29.17 - Influeza pandemica N1H1 in Transplant Kidney

Presenter: Mariano, Arriola, Santa fe, Argentina
Authors: Arriola M., paladini j., gastaldi a., gomes a., favalli c., agusti j., cassini e., di rienzo p., yosse d., gaite l.

INFLUEZA PANDEMICA N1H1 IN TRANSPLANT KIDNEY

COMPLICATIONS - INFECTIONS

M.T. Arriola1, J. Paladini2, A. Gastaldi2, A. Gomes1, C. Favalli1, J. Agusti1, E. Cassini1, P. Di rienzo1, D. Yosse1, L. Gaite2
1Nefrology And Renal Transplant, clinica de nefrologia , urologia y enf. cardiovasculares, santa fe/ARGENTINA, 2Trasplante, clinica de nefrologia, santa fe/ARGENTINA

Body:

Introduction

Until September 2009 in Argentina were confirmed 8384 cases of influenza pandemic N1H1. We present four confirmed cases of influenza A kidney active in a number of our transplant population.

Materials, methods and results:

A retrospective , descriptive study of four cases diagnosed Influenza N1 H1 by PCR in total population transplanted in our Center with includes renal graft I is conducted. Four patients had at thetime of infection normal renal function. The incidence was 0.6%. The sex ratio was 3: 1 in favour of men with an average age of 29.7 years. All of them had received transplantation with cadavericdonor and average time post transplant was 13.5 months (+/-1-38 months). Immunosuppression consisted of three schema with Anticalcineurínicos, Mycophenolate Mofetil and steroids. Signs,symptoms, radiological, need mechanical ventilation, time of hospitalization and death caused by infection were evaluated. At the time of the query, 100% of patients had shortness of breath, fever,tachypnea and productive cough. 75% Presented headache and asthenia and 50%, myalgia. All patients had respiratory semiology, bilateral crackles minerals and wheezing. Chest x-ray evidence bilateralin three cases interstitial pattern and interstitial alveoli in the remaining pattern. None of the patients required mechanical ventilation. They were treated with Oseltamivir for 10 days toFG-adjusted immediately before the clinical suspicion.

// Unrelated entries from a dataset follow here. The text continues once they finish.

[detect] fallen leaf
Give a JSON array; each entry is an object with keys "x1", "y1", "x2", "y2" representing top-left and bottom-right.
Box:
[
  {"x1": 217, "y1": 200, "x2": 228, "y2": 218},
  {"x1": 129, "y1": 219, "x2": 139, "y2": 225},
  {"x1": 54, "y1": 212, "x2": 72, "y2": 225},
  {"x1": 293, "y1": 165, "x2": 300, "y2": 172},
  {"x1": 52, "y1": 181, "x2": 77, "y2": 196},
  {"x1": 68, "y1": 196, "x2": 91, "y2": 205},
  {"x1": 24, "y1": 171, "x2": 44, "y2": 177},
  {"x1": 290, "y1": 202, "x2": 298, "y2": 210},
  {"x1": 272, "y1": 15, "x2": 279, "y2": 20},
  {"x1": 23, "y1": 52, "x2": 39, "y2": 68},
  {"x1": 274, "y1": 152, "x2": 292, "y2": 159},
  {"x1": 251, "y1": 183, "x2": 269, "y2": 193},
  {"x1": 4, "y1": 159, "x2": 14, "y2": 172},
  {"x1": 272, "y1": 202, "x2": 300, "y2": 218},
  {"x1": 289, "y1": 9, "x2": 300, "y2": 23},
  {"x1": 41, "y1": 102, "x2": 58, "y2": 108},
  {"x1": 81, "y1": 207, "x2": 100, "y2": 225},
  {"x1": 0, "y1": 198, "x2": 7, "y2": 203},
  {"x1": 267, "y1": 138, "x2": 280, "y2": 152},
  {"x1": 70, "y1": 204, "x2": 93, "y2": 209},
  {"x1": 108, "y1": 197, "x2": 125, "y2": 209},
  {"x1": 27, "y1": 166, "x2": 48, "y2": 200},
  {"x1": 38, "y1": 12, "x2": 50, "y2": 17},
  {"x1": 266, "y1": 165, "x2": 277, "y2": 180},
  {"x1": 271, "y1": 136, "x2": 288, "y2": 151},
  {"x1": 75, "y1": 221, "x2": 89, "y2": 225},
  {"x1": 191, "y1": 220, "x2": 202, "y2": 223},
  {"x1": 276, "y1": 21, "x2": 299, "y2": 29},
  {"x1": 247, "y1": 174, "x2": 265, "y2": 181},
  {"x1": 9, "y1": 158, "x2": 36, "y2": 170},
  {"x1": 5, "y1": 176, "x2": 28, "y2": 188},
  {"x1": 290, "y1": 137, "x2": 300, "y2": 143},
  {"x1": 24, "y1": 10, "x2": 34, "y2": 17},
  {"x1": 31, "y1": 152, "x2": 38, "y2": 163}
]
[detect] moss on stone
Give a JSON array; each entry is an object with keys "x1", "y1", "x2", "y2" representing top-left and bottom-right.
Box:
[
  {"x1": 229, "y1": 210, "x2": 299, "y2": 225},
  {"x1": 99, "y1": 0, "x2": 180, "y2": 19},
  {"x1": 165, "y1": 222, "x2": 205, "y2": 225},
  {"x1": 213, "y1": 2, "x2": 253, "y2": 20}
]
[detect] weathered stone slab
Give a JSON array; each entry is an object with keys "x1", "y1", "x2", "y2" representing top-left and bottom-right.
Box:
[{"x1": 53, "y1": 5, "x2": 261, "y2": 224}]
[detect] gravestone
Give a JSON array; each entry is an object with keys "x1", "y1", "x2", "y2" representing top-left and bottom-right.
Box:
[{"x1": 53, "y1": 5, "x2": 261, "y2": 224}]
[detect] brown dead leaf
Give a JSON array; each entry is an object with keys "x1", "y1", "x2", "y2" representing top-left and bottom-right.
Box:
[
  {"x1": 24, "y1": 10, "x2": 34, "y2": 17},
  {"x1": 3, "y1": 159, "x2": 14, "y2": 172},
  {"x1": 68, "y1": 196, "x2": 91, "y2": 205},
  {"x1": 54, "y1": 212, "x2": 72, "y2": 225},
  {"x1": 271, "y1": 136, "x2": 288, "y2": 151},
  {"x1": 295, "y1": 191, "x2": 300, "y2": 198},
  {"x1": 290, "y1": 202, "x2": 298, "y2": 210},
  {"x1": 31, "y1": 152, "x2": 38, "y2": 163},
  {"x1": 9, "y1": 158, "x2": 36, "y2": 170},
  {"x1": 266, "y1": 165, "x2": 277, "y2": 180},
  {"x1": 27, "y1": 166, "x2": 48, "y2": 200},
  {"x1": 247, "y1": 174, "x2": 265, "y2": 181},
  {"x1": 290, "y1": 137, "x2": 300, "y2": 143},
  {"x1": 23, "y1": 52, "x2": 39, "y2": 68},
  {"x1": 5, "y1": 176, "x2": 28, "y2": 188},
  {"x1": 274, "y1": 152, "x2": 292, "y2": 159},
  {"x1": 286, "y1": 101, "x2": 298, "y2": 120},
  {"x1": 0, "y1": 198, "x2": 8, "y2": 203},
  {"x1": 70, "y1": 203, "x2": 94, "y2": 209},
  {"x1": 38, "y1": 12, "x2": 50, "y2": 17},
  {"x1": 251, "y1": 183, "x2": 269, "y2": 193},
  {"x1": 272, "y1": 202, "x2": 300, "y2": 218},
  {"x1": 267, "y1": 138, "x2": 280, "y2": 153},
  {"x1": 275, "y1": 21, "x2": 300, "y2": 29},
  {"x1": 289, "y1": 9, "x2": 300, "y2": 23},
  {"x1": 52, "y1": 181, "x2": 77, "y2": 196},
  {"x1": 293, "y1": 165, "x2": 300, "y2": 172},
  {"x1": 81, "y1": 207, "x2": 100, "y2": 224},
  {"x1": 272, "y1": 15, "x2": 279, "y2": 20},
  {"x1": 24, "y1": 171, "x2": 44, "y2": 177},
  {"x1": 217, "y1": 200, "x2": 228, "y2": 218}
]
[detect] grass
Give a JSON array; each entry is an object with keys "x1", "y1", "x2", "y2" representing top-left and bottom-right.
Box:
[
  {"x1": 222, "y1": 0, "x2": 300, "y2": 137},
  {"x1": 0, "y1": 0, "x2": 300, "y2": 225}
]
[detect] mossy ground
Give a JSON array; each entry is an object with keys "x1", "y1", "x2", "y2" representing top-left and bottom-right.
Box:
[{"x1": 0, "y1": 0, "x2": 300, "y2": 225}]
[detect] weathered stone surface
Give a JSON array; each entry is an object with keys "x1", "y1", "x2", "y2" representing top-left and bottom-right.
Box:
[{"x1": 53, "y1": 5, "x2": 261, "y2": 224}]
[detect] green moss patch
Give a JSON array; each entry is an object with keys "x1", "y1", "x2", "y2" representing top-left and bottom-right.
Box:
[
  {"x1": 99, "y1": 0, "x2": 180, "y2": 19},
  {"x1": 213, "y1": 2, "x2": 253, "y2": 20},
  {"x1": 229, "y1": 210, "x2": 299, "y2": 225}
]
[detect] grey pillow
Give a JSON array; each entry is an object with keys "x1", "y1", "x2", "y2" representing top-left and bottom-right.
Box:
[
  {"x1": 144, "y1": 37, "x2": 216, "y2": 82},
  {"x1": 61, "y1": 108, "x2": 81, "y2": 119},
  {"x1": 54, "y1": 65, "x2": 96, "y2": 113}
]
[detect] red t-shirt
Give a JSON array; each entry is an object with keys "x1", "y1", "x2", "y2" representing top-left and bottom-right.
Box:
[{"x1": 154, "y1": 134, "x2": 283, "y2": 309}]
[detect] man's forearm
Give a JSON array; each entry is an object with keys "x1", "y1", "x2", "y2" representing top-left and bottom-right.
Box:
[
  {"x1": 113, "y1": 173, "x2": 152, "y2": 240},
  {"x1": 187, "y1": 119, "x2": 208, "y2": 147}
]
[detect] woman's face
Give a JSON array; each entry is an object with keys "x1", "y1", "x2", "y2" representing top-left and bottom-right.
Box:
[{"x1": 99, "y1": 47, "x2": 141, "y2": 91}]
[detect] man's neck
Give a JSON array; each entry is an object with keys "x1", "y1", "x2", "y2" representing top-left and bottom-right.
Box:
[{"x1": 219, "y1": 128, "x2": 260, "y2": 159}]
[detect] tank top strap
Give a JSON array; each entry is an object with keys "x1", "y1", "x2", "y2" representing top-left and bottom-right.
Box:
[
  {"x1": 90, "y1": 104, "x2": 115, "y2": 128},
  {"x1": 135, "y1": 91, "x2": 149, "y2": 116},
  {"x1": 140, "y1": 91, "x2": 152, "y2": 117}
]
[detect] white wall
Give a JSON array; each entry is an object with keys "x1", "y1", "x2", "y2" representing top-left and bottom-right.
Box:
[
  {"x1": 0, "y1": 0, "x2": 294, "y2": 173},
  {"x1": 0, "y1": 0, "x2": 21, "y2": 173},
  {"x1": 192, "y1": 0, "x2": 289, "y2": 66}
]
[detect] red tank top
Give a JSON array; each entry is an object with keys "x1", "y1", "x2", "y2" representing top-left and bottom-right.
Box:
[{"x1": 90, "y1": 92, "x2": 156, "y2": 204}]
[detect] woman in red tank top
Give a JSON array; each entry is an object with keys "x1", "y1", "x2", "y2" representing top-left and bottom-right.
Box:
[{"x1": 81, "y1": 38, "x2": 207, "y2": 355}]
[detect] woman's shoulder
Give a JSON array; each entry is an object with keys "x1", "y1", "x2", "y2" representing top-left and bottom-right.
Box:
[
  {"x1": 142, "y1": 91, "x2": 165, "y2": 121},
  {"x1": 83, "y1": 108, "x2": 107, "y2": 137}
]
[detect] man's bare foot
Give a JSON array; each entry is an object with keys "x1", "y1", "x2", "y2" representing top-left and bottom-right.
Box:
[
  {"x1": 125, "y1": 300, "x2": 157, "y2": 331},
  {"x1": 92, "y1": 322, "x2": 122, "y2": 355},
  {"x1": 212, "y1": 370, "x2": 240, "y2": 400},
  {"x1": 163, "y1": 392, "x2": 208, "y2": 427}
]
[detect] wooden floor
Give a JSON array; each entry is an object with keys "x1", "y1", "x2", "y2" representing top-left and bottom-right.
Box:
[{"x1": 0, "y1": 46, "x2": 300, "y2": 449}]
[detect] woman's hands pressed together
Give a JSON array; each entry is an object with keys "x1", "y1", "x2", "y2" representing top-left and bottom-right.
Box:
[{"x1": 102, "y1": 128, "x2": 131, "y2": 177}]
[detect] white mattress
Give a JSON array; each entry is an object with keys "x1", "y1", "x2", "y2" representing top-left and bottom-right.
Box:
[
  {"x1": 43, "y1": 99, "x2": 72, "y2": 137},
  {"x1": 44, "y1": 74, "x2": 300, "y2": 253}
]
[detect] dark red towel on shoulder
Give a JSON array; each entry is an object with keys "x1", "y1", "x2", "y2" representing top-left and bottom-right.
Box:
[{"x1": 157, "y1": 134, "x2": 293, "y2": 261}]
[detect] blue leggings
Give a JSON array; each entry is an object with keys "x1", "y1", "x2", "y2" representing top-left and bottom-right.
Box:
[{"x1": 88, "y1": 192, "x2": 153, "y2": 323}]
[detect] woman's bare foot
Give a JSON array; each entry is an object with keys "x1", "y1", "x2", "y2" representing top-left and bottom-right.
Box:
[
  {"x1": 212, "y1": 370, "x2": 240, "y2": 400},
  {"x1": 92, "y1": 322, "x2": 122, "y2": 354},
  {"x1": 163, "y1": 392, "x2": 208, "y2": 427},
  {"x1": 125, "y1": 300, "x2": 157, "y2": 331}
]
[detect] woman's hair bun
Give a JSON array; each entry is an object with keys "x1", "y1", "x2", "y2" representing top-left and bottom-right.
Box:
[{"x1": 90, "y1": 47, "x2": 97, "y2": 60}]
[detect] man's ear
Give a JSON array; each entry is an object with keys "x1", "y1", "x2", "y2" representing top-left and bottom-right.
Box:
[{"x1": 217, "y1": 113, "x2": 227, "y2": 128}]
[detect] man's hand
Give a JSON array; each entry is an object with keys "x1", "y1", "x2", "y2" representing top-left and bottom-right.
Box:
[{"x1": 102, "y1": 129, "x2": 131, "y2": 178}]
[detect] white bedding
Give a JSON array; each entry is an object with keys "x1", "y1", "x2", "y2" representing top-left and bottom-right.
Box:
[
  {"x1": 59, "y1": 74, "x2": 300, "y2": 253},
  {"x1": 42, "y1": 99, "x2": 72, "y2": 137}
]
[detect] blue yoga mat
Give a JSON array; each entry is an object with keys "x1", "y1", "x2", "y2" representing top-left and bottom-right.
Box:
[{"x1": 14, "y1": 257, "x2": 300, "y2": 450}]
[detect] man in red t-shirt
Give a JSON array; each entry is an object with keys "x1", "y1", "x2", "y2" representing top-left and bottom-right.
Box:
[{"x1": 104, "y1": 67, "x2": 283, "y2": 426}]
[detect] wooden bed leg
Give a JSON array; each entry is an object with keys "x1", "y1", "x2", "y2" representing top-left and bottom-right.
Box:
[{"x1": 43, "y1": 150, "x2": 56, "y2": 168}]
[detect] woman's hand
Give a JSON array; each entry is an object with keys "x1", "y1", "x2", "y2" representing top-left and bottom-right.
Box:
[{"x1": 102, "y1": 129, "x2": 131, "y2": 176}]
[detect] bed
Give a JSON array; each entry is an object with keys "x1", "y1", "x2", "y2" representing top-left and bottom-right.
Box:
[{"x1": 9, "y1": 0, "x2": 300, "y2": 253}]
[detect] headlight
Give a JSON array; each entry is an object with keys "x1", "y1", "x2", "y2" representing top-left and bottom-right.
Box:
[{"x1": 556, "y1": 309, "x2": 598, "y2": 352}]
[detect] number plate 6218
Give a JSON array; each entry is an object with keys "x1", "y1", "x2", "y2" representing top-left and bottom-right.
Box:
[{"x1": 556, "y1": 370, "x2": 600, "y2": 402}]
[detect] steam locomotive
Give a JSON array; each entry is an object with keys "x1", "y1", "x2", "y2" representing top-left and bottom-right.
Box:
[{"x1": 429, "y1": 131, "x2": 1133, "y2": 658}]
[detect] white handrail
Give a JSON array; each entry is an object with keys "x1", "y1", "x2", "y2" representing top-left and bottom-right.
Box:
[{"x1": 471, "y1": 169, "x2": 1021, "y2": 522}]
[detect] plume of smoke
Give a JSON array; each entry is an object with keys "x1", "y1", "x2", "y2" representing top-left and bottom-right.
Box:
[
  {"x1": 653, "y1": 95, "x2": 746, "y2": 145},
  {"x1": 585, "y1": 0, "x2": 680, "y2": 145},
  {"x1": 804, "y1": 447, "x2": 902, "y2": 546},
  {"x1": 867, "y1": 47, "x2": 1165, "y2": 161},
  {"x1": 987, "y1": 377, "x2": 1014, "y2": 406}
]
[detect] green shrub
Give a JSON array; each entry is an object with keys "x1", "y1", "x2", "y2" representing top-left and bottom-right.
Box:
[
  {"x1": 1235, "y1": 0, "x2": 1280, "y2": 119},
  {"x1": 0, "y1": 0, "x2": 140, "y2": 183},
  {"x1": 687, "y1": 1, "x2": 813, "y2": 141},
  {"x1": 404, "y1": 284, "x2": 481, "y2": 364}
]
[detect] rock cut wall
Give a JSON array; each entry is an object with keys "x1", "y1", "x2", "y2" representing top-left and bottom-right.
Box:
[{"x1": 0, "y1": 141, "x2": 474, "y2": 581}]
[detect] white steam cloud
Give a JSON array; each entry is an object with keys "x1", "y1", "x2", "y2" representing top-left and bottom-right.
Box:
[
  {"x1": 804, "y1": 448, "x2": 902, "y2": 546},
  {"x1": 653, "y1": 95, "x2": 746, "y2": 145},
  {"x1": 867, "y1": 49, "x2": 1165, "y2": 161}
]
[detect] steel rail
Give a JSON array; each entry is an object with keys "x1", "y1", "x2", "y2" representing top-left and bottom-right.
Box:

The average hospital time was 8 days. Not be resgistró no death.

Conclusions

The incidence of influenza in our transplant population was low. The affected kidney transplant patients required hospitalization by serious acute respiratory infection. In spite of this clinicalevaluation is good and not reported death by this virus.

Disclosure: All authors have declared no conflicts of interest.